They don’t classify the IDC into the above terms – simply just IDC.

The data center industry sometimes dropped the term co-location, i.e. wholesale co-location data center = wholesale data center.

I believe these separate terms are created by the data center service providers ourselves.

I believe the different market segment terms came about due to the sheer size of the US market that these somewhat distinct segments are formed and they tend to differentiate along the scale and size of the client’s data hall size requirements.

  • Enterprise aka in-house data center
  • Wholesale co-location data center (preference to have one client per building)
  • Multi-tenanted co-location data center (preference for 1 customer = 1 data hall = 1 private vault =1 private data room)
  • Retail co-location data center (One rack or within one rack, includes dedicated server hosting)
  • Webhosting aka managed hosting, shared server hosting, and virtual server hosting
  • Cloud Data Center

Let me put this into perspective. With the exception of enterprise data center, the co-location data center terms are from the perspective of the data center co-location service providers and not usually from the perspective of clients.

The big boys are those that are big scale, the DRTs, Equinix, but there are lots of data center co-location service providers in the US that we outside of that market are not aware of. In the end, DRT is still less than 10 percent of data center white space in the US, so there are a lot of service providers while it is a big pie to slice and dice.

There is little agreement to the definition of these terms globally though. A particular type may be dominant in a particular country due to the fact that clients are only looking for say, retail co-location data center. In Jakarta, while dedicated data center building is being planned, most of the data centers are the retail and multi-tenanted in mixed use buildings as the scale of demand are aggregately large but coming from lots of small and middle clients because most large enterprises prefers self-built and in-house.

There is no agreement on the term Cloud data center, since it can exist in any of the data center market segment types.

It is perhaps one of the reason why there is very few campus-scale wholesale co-location data center in China because customer demand have not reached that scale yet and also the way land are allocated in China do not favor data-center-industry-park as the local government prefers job-creation while data center ultimately do not employ a lot of workers. They do like cloud data center as they perceive these will employ lots of IT engineers/programmers.
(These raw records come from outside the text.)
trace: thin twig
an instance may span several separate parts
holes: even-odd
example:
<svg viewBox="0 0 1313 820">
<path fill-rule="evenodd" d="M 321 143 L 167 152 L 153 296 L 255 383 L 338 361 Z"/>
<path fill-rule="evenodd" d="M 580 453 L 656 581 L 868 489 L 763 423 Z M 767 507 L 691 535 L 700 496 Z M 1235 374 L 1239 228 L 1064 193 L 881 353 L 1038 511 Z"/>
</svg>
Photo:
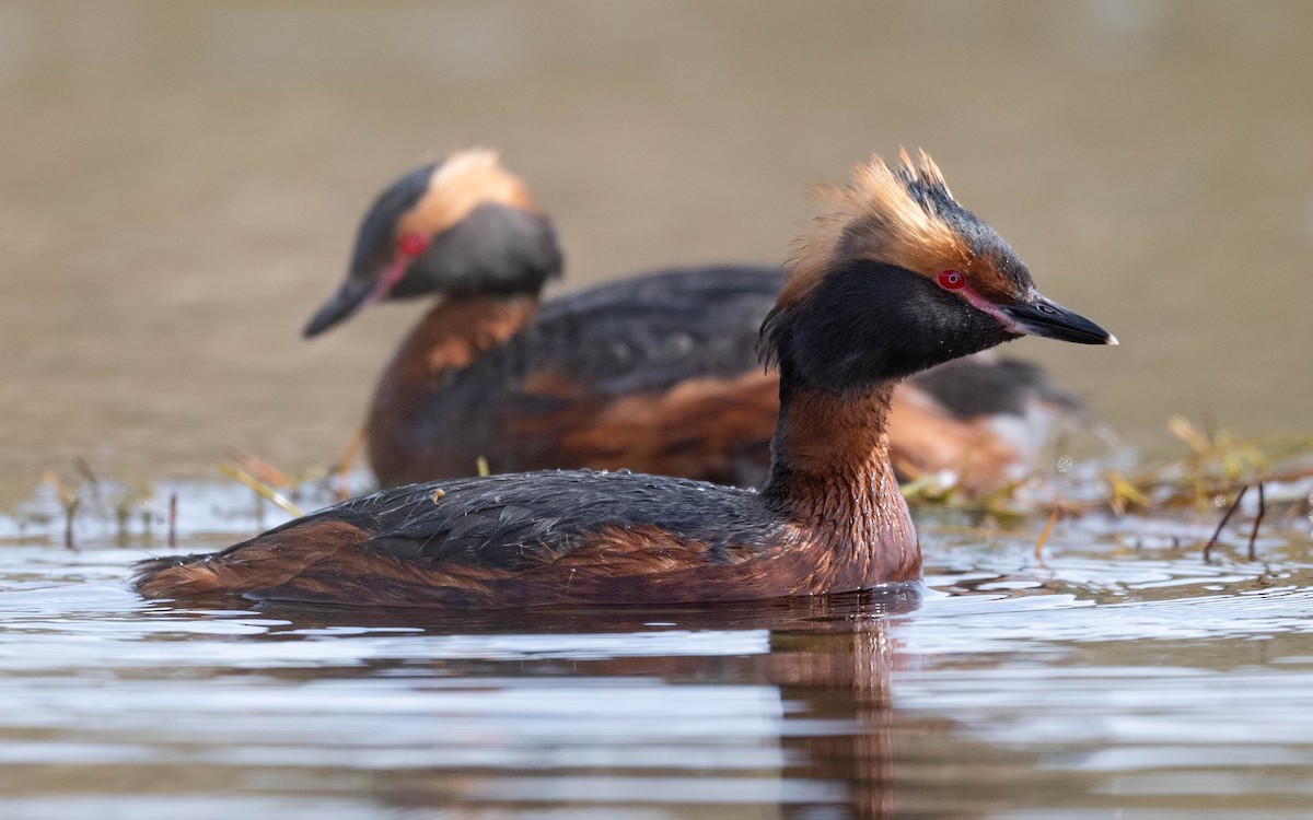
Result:
<svg viewBox="0 0 1313 820">
<path fill-rule="evenodd" d="M 1236 502 L 1234 502 L 1234 504 L 1232 504 L 1232 506 L 1230 506 L 1230 509 L 1229 509 L 1229 510 L 1226 510 L 1226 514 L 1225 514 L 1225 516 L 1222 516 L 1222 521 L 1221 521 L 1221 523 L 1218 523 L 1218 525 L 1217 525 L 1217 531 L 1215 531 L 1215 533 L 1213 533 L 1213 537 L 1208 539 L 1208 543 L 1207 543 L 1207 544 L 1204 544 L 1204 563 L 1205 563 L 1205 564 L 1207 564 L 1207 563 L 1208 563 L 1209 560 L 1212 560 L 1212 550 L 1213 550 L 1213 544 L 1215 544 L 1215 543 L 1217 543 L 1217 538 L 1218 538 L 1218 537 L 1220 537 L 1220 535 L 1222 534 L 1222 527 L 1225 527 L 1225 526 L 1226 526 L 1226 522 L 1228 522 L 1228 521 L 1230 521 L 1230 517 L 1232 517 L 1233 514 L 1236 514 L 1236 510 L 1237 510 L 1237 509 L 1239 508 L 1239 502 L 1241 502 L 1241 499 L 1243 499 L 1243 497 L 1245 497 L 1245 493 L 1246 493 L 1247 491 L 1249 491 L 1249 484 L 1245 484 L 1243 487 L 1241 487 L 1241 488 L 1239 488 L 1239 495 L 1237 495 L 1237 496 L 1236 496 Z"/>
<path fill-rule="evenodd" d="M 345 501 L 351 497 L 351 468 L 356 466 L 356 455 L 360 453 L 360 445 L 362 443 L 365 443 L 364 425 L 356 428 L 356 434 L 351 437 L 347 449 L 341 453 L 341 458 L 337 459 L 336 496 L 339 501 Z"/>
<path fill-rule="evenodd" d="M 238 470 L 231 464 L 219 464 L 219 472 L 222 472 L 223 475 L 228 476 L 235 482 L 246 484 L 247 487 L 255 491 L 256 496 L 265 499 L 267 501 L 272 501 L 273 504 L 277 504 L 290 516 L 301 517 L 305 514 L 299 509 L 297 509 L 297 505 L 289 501 L 281 492 L 273 489 L 272 487 L 265 487 L 255 476 L 247 475 L 246 472 Z"/>
<path fill-rule="evenodd" d="M 1258 483 L 1258 516 L 1254 517 L 1254 531 L 1249 534 L 1249 560 L 1258 560 L 1254 554 L 1254 542 L 1258 541 L 1258 525 L 1263 523 L 1263 513 L 1267 512 L 1267 504 L 1263 500 L 1263 483 Z"/>
<path fill-rule="evenodd" d="M 1040 539 L 1035 542 L 1035 560 L 1044 560 L 1040 555 L 1044 551 L 1044 543 L 1049 539 L 1049 530 L 1053 529 L 1053 522 L 1058 520 L 1058 513 L 1061 510 L 1054 506 L 1053 512 L 1049 513 L 1049 520 L 1044 523 L 1044 529 L 1040 531 Z"/>
<path fill-rule="evenodd" d="M 177 546 L 177 492 L 168 495 L 168 548 Z"/>
</svg>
The client do not care how you position your data center in the data center market by size, they only care if your data center space meet their requirements in terms of technical and financial attributes.
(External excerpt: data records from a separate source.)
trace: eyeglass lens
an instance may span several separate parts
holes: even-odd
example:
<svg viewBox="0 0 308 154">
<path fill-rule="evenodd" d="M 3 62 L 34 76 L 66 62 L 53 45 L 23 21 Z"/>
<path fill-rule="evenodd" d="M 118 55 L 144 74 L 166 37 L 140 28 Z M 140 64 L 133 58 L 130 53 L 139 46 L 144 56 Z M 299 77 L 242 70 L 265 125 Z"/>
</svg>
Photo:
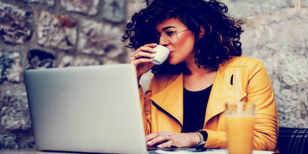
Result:
<svg viewBox="0 0 308 154">
<path fill-rule="evenodd" d="M 157 35 L 158 37 L 158 43 L 161 36 L 166 42 L 170 43 L 174 43 L 177 41 L 177 36 L 175 32 L 173 30 L 166 30 L 160 32 L 160 35 Z"/>
</svg>

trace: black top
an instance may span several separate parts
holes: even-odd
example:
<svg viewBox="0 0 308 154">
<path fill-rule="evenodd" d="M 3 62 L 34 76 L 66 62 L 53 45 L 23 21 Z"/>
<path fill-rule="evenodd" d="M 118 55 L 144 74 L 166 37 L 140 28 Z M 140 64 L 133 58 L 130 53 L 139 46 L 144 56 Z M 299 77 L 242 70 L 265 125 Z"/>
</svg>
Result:
<svg viewBox="0 0 308 154">
<path fill-rule="evenodd" d="M 183 91 L 183 127 L 181 133 L 196 132 L 203 129 L 206 106 L 212 85 L 198 91 Z"/>
</svg>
While the US and thus the US-based data center co-location service providers has enjoyed growth in demand of large scale data centers, the rest of the global market may not see the same level of demand for large scale data center.
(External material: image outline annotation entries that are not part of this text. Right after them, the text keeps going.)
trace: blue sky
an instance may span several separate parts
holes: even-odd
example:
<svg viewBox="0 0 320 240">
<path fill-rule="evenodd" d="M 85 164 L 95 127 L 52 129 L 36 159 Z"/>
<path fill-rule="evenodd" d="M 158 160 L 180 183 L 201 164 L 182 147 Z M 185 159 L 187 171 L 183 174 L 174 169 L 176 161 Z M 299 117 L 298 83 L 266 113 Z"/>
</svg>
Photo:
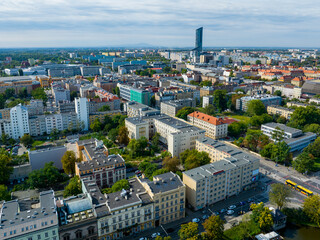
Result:
<svg viewBox="0 0 320 240">
<path fill-rule="evenodd" d="M 0 48 L 320 47 L 316 0 L 0 0 Z"/>
</svg>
In Europe, when I was attending London’s edition of DCD conference in 2016, the European multi-tenanted co-location service providers are giving feedback to OCP workshop organizers that their data center space generally do not cater to entire facility meeting the average power requirements of OCP racks. While in China, only Alibaba has gone the route to want large scale while Baidu and Tencent are managing their data center space growth via presence in multiple buildings by multiple multi-tenanted co-location service providers. Large scale data center park builder in Hebei has faced problem of building ahead of predicted demand when there is little takers of their already built 3 data center buildings.

I was working in a data center co-location service provider that started off with offering retail co-location, i.e. one rack or sub-division of a rack, which then moved into multi-tenanted co-location, we have clients of all types and the client don’t really care about how we define our data center co-location market position. They only want to know if we will meet their requirement and submit a price proposal. A rack-mount server fits into a standard IT rack, so whether the rack is shared or the room or the building is shared may not matter to the client.

In some cases, clients actually may prefer smaller data center service providers who are considered more responsive while the larger enterprise may tend to go for global wholesale data center co-location service providers because they have a global agreement and consistent standard, to each their own.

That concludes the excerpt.